La idea de posconflicto debe contrastarse con la idea de conflicto como categoría sociológica, para determinar la validez de uso en los discursos políticos. En este sentido, vale la pena recordar que según cuenta Hesiodo, en Los trabajos y los días: «Los humanos vivían entonces como los dioses, libre el corazón de preocupaciones, lejos del trabajo y del dolor […] Todos los bienes les pertenecían. El campo fértil les ofrecía por sí mismo una abundante alimentación que consumían a placer». Lo que pone de presente Hesiodo es la llamada «Edad de oro» que tiene toda cultura, es decir, esa época feliz, como el Edén, que parece ser un «arquetipo» en el sentido de Jung. En el caso griego es Mecone, donde los seres humanos viven con los dioses, no envejecen, no pasan hambre, no se conoce el dolor ni el sufrimiento –estando sustraídos de las necesidades materiales–; donde sólo conocen la felicidad y «están en la gloria» (1).

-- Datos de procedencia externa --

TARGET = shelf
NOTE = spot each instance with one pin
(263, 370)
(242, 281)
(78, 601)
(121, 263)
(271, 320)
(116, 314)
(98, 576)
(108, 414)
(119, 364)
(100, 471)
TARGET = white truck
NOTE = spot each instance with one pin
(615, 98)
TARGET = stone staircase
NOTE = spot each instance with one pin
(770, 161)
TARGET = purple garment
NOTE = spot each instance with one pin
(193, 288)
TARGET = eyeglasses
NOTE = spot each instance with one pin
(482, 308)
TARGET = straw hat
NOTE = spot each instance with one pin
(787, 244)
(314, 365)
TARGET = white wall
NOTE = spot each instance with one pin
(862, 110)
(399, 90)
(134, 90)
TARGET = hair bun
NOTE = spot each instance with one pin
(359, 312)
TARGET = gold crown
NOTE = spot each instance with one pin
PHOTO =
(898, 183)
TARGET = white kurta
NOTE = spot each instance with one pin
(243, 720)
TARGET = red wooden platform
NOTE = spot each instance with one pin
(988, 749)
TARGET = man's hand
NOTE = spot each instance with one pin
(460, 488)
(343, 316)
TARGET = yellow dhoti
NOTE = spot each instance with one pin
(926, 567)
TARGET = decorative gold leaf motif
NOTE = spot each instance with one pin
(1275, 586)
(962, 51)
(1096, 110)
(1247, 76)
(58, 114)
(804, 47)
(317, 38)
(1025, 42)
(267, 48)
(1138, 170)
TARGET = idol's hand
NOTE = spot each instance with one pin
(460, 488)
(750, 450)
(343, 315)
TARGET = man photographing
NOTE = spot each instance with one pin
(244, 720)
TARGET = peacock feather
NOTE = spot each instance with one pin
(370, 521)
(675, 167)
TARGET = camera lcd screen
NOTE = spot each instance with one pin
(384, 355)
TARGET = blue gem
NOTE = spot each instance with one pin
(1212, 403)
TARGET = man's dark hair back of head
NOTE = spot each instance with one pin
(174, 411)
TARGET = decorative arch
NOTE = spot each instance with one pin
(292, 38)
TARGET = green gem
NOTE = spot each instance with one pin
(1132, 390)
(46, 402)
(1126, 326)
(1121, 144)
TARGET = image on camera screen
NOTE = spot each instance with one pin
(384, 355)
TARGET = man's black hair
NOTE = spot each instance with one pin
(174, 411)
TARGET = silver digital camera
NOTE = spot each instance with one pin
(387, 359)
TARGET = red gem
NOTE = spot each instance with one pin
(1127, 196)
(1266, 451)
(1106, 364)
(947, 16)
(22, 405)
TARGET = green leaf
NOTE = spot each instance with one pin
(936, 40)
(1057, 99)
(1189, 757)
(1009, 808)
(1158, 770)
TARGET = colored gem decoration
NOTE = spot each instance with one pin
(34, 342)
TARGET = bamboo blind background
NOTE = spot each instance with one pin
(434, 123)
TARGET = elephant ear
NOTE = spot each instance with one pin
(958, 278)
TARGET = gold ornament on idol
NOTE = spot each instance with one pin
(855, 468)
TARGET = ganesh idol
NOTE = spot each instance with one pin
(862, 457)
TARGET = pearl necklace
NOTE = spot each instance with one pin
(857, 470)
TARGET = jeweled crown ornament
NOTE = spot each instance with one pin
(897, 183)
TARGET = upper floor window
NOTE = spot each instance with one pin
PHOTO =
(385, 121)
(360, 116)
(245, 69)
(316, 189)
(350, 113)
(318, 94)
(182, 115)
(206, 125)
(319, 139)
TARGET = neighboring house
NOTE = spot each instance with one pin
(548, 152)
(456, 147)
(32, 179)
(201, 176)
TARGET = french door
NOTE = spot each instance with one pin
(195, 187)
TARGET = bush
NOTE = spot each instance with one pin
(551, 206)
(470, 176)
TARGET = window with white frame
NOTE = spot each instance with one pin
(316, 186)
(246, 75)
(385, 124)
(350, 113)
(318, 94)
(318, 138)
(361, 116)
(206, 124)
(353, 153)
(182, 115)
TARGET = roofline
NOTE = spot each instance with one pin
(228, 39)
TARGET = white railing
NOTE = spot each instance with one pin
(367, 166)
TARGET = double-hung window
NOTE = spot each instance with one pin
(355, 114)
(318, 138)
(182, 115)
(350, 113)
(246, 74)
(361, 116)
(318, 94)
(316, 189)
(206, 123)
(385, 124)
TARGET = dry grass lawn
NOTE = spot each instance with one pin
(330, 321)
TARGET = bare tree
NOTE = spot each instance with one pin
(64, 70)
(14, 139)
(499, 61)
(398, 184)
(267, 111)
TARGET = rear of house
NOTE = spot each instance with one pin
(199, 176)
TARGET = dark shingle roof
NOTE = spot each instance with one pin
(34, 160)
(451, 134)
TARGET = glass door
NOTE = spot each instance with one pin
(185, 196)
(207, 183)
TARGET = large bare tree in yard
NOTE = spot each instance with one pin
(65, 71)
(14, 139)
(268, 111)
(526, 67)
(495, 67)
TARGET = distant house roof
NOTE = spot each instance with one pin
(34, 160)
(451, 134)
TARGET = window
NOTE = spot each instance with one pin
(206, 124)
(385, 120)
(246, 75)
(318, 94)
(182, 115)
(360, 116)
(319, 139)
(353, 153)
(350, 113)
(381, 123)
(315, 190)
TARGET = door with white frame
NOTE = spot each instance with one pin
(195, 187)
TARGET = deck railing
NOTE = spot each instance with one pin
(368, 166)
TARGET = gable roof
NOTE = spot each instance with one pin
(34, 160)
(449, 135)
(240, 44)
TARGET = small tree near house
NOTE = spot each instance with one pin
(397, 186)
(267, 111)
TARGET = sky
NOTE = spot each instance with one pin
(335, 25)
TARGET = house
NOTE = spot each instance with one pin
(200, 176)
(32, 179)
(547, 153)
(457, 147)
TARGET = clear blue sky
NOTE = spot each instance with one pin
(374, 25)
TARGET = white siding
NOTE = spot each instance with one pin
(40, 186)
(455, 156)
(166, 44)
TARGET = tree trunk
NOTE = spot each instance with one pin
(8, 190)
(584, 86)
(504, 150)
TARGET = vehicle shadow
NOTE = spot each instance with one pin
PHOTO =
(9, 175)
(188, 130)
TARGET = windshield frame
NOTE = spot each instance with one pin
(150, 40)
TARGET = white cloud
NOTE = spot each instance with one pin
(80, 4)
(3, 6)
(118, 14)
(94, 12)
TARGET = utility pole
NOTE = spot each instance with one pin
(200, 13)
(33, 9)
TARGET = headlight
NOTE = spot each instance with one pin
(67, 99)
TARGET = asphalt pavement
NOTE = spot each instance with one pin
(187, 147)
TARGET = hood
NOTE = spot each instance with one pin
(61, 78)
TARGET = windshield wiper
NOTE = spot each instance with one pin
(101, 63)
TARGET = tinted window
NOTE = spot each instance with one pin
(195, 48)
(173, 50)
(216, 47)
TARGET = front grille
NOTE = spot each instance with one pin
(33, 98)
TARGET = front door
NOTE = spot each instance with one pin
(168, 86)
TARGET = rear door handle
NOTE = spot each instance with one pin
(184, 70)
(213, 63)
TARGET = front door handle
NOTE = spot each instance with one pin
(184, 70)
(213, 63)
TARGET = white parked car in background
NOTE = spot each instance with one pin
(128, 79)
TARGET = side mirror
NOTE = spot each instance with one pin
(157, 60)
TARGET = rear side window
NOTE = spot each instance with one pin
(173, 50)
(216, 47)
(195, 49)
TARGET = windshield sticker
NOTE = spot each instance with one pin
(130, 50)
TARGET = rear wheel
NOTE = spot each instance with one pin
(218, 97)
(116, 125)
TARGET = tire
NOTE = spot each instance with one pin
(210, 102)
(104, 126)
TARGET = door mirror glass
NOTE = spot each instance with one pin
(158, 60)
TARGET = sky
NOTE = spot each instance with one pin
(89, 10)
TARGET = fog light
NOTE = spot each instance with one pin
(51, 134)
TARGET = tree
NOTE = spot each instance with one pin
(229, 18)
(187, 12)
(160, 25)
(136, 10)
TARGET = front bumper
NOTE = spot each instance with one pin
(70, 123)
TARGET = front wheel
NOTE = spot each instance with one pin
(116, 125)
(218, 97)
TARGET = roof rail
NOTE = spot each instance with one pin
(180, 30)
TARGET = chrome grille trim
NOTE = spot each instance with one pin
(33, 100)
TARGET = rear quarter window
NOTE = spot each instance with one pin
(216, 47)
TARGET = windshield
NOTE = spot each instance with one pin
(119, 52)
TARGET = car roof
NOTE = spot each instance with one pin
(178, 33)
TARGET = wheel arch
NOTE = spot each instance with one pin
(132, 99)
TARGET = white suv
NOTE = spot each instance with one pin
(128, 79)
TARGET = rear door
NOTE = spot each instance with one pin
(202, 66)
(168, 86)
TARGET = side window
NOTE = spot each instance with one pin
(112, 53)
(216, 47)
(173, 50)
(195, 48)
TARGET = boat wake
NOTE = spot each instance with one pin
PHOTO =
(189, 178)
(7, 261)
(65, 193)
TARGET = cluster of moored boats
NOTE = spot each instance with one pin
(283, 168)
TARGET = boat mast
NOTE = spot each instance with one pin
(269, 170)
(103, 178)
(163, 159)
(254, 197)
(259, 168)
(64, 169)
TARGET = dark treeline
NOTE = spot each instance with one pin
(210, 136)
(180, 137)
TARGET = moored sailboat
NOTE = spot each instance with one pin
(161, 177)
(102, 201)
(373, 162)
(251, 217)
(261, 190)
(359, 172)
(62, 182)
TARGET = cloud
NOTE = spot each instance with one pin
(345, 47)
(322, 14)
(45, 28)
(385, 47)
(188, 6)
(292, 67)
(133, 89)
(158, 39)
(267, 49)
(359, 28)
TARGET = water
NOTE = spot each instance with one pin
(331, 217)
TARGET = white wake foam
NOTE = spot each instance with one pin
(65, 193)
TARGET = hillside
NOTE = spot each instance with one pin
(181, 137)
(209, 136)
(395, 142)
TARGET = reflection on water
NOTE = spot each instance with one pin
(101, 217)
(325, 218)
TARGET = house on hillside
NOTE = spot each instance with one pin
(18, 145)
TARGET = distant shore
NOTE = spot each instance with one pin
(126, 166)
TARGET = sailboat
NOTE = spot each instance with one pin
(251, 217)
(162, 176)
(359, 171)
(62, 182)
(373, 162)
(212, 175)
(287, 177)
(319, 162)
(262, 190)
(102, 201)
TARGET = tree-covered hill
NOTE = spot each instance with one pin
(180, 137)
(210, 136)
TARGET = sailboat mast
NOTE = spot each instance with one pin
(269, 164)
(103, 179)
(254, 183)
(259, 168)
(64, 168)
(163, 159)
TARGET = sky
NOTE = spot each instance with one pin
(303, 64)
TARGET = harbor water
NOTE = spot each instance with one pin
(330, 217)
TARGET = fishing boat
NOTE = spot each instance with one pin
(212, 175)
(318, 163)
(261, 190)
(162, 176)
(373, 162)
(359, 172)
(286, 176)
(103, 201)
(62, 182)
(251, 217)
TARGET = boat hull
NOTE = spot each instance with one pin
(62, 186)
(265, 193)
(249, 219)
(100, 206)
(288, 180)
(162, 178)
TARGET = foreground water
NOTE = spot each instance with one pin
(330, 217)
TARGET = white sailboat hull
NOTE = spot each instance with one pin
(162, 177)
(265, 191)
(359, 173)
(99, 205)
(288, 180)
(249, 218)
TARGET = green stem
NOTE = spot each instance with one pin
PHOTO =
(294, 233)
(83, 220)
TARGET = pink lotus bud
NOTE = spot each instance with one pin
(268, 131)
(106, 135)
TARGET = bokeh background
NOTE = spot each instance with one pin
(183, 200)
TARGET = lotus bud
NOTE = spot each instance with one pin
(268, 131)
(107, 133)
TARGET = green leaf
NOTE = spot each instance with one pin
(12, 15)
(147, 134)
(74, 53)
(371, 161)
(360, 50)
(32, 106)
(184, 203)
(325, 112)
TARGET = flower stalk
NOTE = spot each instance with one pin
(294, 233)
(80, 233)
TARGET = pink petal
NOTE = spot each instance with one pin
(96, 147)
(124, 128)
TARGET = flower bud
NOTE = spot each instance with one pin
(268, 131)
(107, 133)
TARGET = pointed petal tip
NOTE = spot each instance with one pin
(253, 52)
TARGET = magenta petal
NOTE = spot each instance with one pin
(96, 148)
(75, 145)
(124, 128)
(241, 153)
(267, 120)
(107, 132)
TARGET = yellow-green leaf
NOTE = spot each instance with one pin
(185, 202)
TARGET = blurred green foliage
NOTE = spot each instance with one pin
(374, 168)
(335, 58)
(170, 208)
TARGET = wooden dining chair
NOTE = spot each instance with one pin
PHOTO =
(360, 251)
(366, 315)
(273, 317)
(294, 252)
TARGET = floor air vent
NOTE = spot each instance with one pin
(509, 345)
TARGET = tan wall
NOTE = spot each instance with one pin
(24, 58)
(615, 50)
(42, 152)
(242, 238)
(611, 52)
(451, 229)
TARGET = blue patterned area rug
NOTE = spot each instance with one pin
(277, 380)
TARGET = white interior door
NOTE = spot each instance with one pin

Es decir, la Edad de oro es una época previa a la historia, previa al tiempo mismo y sustraída al devenir, es la edad de un «idilio primordial» .
Entonces, lo que la idea de posconflicto evoca es Esta edad de oro. Es, en verdad, una idea escatológica, de instaurar en un presente un pasado perfecto y luminoso de paz absoluta y ausencia de conflicto. Y en el caso colombiano, esto ya no es posible, sencillamente porque tenemos una «cultura de la violencia» reproducida históricamente, por lo tanto, no podemos volver a «restaurar» una especie de tiempo perdido de paz que nunca ha existido. Para el caso colombiano no cabe el adagio de que «todo tiempo pasado fue mejor». Más bien, con Ernesto Sábato, podemos decir: no todo tiempo pasado fue mejor porque el presente me parece «tan horrible como el pasado» .
Así las cosas, hablar de «posconflicto» ofrece la idea de una sociedad sin oposiciones, sin disidencias, sin desacuerdos, sin antagonismos. Lo cual no es posible si somos realistas. No existe tal sociedad de ovejas, o sociedades angelicales. Más bien, esa abstracción que llamamos sociológicamente sociedad es, como decía Georg Simmel, como un matrimonio, llena de «disgustos, disentimientos y polémicas», con los cuales la vida se torna soportable, vivible y, de hecho, menos tediosa. Esto quiere decir, que las sociedades están atravesadas por el conflicto, las luchas y los antagonismos. Sencillamente porque una sociedad no es una homogeneidad, porque toda sociedad es una «suma» de ideas, creencias, valores, intereses y cosmovisiones diferentes, que tiene que con-vivir.
De hecho, como sabe la sociología, el conflicto y el antagonismo son necesarios. No sólo es la fuente de la política, sino que le infunde vida a la sociedad. Paradójicamente, el conflicto y la lucha cumplen una función integradora, pues crean y generan relaciones entre grupos y sectores de la sociedad. Sólo a partir de ahí surgen búsquedas de reconocimientos y, por lo tanto, posibilidades de negociaciones, de transacciones, de acuerdos, desacuerdos, etcétera. El conflicto es, pues, saludable para una sociedad, y su inexistencia o eliminación es impensable para una sociedad. Durkheim sabía, por ejemplo, que el delito es fundamental porque hace avanzar a la moral misma y al derecho. Y por esa razón, podemos decir nosotros, no es posible extirpar del todo el derecho penal y su esencia punitiva. La convivencia social requiere fortalecer la ética a partir de un uso responsable de la libertad y la autorresponsabilidad social.
Podemos concluir diciendo con Estanislao Zuleta: «una sociedad mejor es una sociedad capaz de tener mejores conflictos. De reconocerlos y de contenerlos. De vivir no a pesar de ellos, sino productiva e inteligentemente en ellos. Que sólo un pueblo escéptico sobre la fiesta de la guerra, maduro para el conflicto, es un pueblo maduro para la paz».